While some faith traditions and religious movements have adopted positions of inclusion, too many others still hold to doctrines that — at best — marginalize and — at worst — demonize our families. PFLAG, because of its distinctive family and ally voice, united with the voices of LGBT people, is in a unique position to make that happen.
Therefore, it is with much happiness that I share the news of PFLAG’s newest publication aimed at helping make those changes. “be not afraid – help is on the way: straight for equality in faith communities” will enable our members and supporters to change the hearts and minds of their co-religionists one at a time, and thus change the world.
“be not afraid…” aims to move the way we understand our religious beliefs and our relationships with GLBT people—and support for equality—away from the either/or, “love the sinner, hate the sin” framework and to a place where people can try to understand that you can be a person of faith, loyal to your religion’s teachings, and someone who supports their GLBT friends and family.
Forty years ago, when Jeanne Manford took her historic steps to publicly support her gay son, no one might have imagined that we would have come as far as we have.

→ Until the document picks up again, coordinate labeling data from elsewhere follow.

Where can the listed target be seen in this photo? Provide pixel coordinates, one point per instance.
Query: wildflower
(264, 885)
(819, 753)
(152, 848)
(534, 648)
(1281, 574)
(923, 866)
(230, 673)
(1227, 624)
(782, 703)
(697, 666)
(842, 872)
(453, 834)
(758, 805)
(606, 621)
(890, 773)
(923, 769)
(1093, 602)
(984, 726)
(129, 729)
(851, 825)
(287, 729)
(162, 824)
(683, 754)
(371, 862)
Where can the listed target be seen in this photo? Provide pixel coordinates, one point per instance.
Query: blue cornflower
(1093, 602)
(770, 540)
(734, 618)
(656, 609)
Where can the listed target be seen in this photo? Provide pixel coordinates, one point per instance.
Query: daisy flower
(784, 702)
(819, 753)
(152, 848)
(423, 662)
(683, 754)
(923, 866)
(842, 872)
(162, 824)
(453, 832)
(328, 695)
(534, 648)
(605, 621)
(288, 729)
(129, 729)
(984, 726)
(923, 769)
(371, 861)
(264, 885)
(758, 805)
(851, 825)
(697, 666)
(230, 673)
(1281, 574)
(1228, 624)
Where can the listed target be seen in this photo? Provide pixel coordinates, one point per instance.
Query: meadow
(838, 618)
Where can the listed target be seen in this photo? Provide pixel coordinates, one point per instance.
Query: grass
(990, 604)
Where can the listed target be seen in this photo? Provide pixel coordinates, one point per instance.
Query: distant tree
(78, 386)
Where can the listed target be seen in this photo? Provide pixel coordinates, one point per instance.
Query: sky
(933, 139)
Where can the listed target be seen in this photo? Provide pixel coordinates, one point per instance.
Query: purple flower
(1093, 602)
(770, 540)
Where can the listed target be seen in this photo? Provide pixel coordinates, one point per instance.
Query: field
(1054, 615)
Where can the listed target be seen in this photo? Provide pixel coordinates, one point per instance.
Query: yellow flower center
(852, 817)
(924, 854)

And people of faith, from a variety of religious backgrounds and traditions, are a strong and important part of PFLAG’s history.
With this new approach (shared through this publication, resources, and training opportunities) PFLAG will engage a new generation of straight allies—people who perhaps, unlike Jeanne, don’t have a family connection to the LGBT community, but like Jeanne, do have a passion for fairness—to start engaging others in their faith communities.
I invite you to read and share this new guide, and to become part of the voice that will make a change in our faith traditions.
It is already beginning to happen; we can and we will make a difference.